El sueño de su vida no consistía
en ser rico, famoso, poderoso, ni siquiera feliz ... sino, simplemente, en ser
civilizado. No podría haber citado las cualidades de ese tipo de vida cuando dejó
la casa, o la cabaña, de su padre, en los bosques norteños del estado; su
proyecto era llegar hasta Chicago para averiguarlo. Sabía con certeza lo que no
quería: vivir como un salvaje. Su propio padre era un hombre bárbaro e
ignorante; cazador de pieles, luego leñador y, hacia el fin de su vida,
vigilante nocturno en las minas de hierro. Su madre era una mujer trabajadora, de
carácter servil, que jamás había concebido desear algo distinto a lo que tenía;
si lo deseaba, si en realidad era otra y no la que parecía, sentía que no era
prudente hablar de sus deseos en presencia de su marido.

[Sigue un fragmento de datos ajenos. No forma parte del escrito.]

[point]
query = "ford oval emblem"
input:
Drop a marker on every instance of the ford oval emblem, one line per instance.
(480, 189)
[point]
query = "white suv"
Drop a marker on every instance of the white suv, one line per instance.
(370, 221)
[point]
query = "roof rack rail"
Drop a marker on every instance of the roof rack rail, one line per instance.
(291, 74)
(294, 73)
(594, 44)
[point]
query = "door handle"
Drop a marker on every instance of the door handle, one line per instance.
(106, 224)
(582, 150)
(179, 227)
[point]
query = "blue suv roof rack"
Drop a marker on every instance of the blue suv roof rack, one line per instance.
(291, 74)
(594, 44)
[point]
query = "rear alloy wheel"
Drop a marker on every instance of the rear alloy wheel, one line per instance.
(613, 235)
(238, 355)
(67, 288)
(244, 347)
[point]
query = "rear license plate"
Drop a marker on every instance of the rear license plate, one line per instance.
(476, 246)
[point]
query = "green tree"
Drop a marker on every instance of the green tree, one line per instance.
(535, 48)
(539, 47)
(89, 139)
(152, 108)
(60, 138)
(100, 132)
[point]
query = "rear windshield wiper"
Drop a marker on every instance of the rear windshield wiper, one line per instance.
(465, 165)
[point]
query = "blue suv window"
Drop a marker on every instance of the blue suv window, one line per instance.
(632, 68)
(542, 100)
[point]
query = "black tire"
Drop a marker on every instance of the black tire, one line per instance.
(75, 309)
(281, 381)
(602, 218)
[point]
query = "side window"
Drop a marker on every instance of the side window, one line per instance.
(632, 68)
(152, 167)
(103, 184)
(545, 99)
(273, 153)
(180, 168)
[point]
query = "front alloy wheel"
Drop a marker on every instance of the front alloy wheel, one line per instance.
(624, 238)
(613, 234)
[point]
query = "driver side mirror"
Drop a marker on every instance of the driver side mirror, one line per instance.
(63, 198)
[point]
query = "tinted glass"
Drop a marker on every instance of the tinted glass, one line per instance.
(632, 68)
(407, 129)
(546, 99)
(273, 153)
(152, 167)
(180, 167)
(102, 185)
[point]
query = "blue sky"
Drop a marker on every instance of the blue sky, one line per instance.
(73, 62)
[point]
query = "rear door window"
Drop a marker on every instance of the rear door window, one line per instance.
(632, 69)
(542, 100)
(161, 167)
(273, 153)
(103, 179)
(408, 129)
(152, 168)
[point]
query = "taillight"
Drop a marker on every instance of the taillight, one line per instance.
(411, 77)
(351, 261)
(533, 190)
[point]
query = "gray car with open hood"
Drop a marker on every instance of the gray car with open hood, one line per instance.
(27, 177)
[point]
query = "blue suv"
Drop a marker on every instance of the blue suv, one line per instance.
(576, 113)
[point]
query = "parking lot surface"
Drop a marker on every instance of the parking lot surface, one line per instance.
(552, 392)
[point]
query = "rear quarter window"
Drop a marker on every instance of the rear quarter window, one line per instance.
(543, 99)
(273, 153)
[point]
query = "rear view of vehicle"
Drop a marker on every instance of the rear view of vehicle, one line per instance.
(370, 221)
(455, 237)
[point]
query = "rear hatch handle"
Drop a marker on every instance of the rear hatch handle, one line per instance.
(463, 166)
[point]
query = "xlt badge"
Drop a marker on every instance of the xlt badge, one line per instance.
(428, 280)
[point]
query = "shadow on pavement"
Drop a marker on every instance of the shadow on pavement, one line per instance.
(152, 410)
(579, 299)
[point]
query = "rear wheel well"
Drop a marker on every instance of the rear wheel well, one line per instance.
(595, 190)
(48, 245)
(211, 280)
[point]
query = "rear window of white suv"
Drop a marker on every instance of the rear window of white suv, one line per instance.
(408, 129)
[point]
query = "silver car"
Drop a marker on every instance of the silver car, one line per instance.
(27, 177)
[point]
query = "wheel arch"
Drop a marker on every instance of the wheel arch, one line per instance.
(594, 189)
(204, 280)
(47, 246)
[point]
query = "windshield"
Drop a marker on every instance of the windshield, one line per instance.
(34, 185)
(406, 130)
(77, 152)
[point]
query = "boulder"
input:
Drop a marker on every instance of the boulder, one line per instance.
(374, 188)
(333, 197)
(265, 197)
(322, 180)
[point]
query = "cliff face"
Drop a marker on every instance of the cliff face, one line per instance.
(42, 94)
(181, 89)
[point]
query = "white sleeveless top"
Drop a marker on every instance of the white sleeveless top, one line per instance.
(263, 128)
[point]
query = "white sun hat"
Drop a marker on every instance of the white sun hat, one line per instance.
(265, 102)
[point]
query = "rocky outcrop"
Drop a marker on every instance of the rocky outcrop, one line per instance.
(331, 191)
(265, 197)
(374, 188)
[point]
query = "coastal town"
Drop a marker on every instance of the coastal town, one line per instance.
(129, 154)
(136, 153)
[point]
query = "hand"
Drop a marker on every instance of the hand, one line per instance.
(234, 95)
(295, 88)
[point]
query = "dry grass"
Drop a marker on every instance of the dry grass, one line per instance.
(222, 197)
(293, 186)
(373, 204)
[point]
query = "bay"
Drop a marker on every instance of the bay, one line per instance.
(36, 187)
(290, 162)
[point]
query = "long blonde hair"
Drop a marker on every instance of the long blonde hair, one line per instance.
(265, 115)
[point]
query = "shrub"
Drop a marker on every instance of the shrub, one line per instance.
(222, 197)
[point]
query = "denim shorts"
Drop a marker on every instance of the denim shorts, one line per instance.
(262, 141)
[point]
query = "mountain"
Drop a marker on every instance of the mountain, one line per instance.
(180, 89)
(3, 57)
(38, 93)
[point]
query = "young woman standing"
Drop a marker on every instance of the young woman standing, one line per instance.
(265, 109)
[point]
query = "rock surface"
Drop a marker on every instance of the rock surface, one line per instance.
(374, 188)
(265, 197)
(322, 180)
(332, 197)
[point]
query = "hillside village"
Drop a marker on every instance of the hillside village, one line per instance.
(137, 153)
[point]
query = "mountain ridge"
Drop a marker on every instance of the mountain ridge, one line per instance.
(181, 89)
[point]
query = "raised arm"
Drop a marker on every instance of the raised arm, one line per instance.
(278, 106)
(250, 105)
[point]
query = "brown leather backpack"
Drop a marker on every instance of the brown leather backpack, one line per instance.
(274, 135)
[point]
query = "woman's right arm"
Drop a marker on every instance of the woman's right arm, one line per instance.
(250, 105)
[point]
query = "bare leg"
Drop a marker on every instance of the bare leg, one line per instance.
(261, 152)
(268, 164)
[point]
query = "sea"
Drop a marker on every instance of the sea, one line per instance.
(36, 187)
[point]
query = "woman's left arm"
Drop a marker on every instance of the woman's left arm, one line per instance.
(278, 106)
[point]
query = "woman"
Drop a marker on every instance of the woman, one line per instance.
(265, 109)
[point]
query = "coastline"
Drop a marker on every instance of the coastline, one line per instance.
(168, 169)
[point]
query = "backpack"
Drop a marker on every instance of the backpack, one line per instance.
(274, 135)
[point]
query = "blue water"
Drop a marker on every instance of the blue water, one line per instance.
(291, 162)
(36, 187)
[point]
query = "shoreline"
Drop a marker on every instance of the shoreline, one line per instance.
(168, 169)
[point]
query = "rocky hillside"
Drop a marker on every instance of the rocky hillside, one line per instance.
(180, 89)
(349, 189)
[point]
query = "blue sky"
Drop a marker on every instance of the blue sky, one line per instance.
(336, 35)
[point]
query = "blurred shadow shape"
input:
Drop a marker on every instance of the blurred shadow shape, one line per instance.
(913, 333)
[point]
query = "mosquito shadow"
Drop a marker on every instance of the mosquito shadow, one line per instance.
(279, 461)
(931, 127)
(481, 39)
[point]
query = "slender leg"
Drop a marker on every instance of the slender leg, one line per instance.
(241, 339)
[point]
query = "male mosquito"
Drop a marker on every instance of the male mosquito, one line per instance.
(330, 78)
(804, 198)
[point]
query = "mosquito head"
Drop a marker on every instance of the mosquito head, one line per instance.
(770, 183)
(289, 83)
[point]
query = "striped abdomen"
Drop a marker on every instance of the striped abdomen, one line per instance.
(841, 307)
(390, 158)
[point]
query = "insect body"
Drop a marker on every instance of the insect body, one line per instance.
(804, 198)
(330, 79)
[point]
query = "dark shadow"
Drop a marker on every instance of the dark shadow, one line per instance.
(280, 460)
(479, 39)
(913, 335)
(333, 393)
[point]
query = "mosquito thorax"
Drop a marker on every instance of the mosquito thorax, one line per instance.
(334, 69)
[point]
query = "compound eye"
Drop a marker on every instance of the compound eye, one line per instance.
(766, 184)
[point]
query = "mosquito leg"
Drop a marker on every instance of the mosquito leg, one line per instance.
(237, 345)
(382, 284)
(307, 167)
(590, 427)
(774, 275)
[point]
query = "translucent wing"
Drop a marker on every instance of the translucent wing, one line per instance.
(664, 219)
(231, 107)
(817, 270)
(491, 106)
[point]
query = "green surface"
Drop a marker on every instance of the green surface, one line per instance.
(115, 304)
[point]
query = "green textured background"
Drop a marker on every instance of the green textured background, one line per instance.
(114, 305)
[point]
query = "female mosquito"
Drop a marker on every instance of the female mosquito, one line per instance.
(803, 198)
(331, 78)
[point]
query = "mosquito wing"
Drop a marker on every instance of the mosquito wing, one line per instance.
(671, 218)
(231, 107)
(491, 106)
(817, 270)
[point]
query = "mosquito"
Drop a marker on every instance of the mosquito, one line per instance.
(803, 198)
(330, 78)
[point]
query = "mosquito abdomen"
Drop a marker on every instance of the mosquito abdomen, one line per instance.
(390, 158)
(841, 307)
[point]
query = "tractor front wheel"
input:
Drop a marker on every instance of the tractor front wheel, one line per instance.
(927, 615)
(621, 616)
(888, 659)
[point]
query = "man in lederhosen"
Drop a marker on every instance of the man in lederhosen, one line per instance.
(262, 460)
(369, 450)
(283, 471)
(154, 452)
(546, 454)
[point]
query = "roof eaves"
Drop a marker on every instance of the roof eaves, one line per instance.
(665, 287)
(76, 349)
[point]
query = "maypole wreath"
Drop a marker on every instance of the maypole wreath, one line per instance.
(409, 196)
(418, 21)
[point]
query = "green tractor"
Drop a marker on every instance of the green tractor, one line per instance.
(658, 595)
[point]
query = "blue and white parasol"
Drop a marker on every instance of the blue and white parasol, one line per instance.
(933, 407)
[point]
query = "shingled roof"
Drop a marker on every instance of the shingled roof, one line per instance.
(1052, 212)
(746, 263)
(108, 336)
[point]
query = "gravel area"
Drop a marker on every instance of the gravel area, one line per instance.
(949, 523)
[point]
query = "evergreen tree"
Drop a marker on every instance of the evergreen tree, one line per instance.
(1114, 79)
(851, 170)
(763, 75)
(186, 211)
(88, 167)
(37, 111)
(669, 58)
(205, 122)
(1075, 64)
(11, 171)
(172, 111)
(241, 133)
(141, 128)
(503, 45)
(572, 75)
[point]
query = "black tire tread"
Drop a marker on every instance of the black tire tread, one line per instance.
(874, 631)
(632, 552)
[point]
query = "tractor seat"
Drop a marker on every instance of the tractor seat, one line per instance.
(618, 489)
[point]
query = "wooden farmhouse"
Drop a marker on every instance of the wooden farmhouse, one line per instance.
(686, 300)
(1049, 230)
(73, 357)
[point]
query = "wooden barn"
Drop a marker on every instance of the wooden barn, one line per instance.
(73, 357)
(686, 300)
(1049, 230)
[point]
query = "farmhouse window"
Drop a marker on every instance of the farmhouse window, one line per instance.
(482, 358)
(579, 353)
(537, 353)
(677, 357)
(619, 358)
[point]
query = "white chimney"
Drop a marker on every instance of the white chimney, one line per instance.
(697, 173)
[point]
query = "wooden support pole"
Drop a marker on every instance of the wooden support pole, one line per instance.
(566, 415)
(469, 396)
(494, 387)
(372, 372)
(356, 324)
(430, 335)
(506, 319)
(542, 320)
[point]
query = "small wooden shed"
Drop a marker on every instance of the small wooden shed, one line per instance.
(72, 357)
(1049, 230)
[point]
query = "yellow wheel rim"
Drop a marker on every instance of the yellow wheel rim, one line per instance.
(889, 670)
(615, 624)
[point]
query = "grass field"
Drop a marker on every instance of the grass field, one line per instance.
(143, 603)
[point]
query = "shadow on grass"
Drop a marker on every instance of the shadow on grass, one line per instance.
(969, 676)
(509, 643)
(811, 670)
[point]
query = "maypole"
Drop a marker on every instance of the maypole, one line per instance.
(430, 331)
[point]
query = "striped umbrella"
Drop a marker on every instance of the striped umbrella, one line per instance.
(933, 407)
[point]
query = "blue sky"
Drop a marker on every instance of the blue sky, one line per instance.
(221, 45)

U no de los recuerdos infantiles
más persistentes de Willard tenía que ver con el momento en que una india
chippewa fue hasta la cabaña en que vivía con una raíz para que la hermana de Willard
la masticara, cuando Ginny ardía de fiebre a causa de la escarlatina. Él tenía siete años, Ginny uno, y
la india, como Willard asegura hoy, pasaba de los cien. La enfebrecida criatura
no murió de aquella enfermedad, aunque más tarde su padre hizo comprender a
Willard que habría sido mejor que así fuese. Al cabo de pocos años descubrieron
que la pobre Ginny no podía aprender a sumar dos más dos o a decir de manera
ordenada los días de la semana.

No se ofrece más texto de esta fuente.